Alphabet Q2 results are in, revealing that the company has managed to beat Wall Street expectations and sending the stock up after hours.
Google parent company Alphabet Inc (NASDAQ: GOOGL) (NASDAQ: GOOG) released its Q2 earnings report after the bell on Thursday, presenting the first full quarter since the coronavirus pandemic left the impact in a whole. Executives already said before this “would be a difficult one.” The revenue of Alphabet in Q2 of 2020 amounted to $38.29 billion, more than Refinitiv analysts expected.
Earnings per share stood at $10.13, more than analysts expected. YouTube Ads Revenue stood at $3.81 billion. Google Properties Revenue was $25.1 billion while the quarterly decrease in revenues stood at 2% year-on-year.
“We’re working to help people, businesses and communities in these uncertain times. As people increasingly turn to online services, our platforms — from Cloud to Google Play to YouTube — are helping our partners provide important services and support their businesses.”

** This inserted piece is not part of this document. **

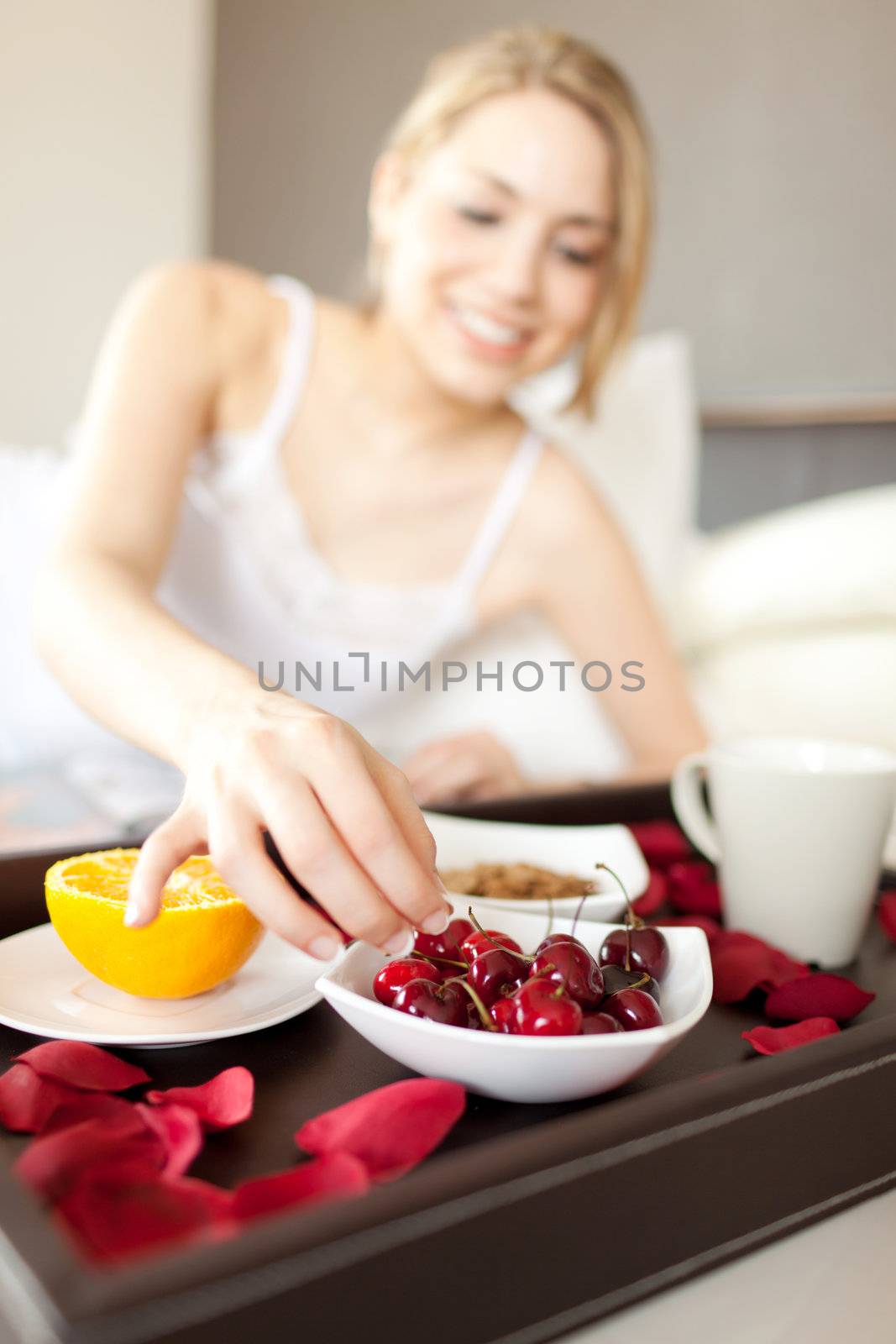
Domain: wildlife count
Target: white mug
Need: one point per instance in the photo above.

After Q2 earnings were reported Alphabet stock started falling but then went 0.5% up to $1,546.00 in the after-hours trading session.
Repurchasing of C Class Capital Stock
It is also important to add that on July 27, 2020, the Board of Directors of Alphabet authorized the company to repurchase up to an additional $28.0 billion of its Class C capital stock. The repurchases are expected to be executed from time to time, subject to general business and market conditions and other investment opportunities, through open market purchases or privately negotiated transactions, including through Rule 10b5-1 plans.
When the company’s Q1 earnings came out, Porat told analysts Alphabet saw a fall in revenue in March when the pandemic picked up in the U.S., however, shares spiked after hours on the report as executives painted a more optimistic view of future spending than investors had previously feared. CEO Sundar Pichai sounded optimistic noting surging user engagements, he was cautious about the financials, noting the unpredictable effects of the pandemic.
Last year, Google held 31.6% of total digital advertising spending with Facebook Inc (NASDAQ: FB) and Amazon holding 22.7% and 7.8% respectively.
Google last week showed efforts to compete in e-commerce, which has failed to take on heavy hitters like Amazon in the past. Google said it would waive sales commissions on Google Shopping and allow retailers to use third-party services, presumably giving it a better chance at success.
Sundar Pichai Faces Antitrust Hearing
On Wednesday, Pichai faced a really peculiar line of inquisition during House Antitrust Subcommittee hearing related to Google’s 2007 acquisition of adtech platform DoubleClick, and how it went on to reverse on an original pledge to lawmakers and regulators that it would not absorb DoubleClick data with Google account data — automatically doing exactly that almost a ten years later.
By connecting internet users’ browsing data, as gathered via the DoubleClick cookie, to Google accounts it was able to join the dots of user identities, (Gmail) email data, search history, location data, etc. with its users’ wider internet browsing activity — enormously widening its possibility to profile and target people with behavioral ads. Agency for Google users to prevent this massive privacy intrusion, there was none.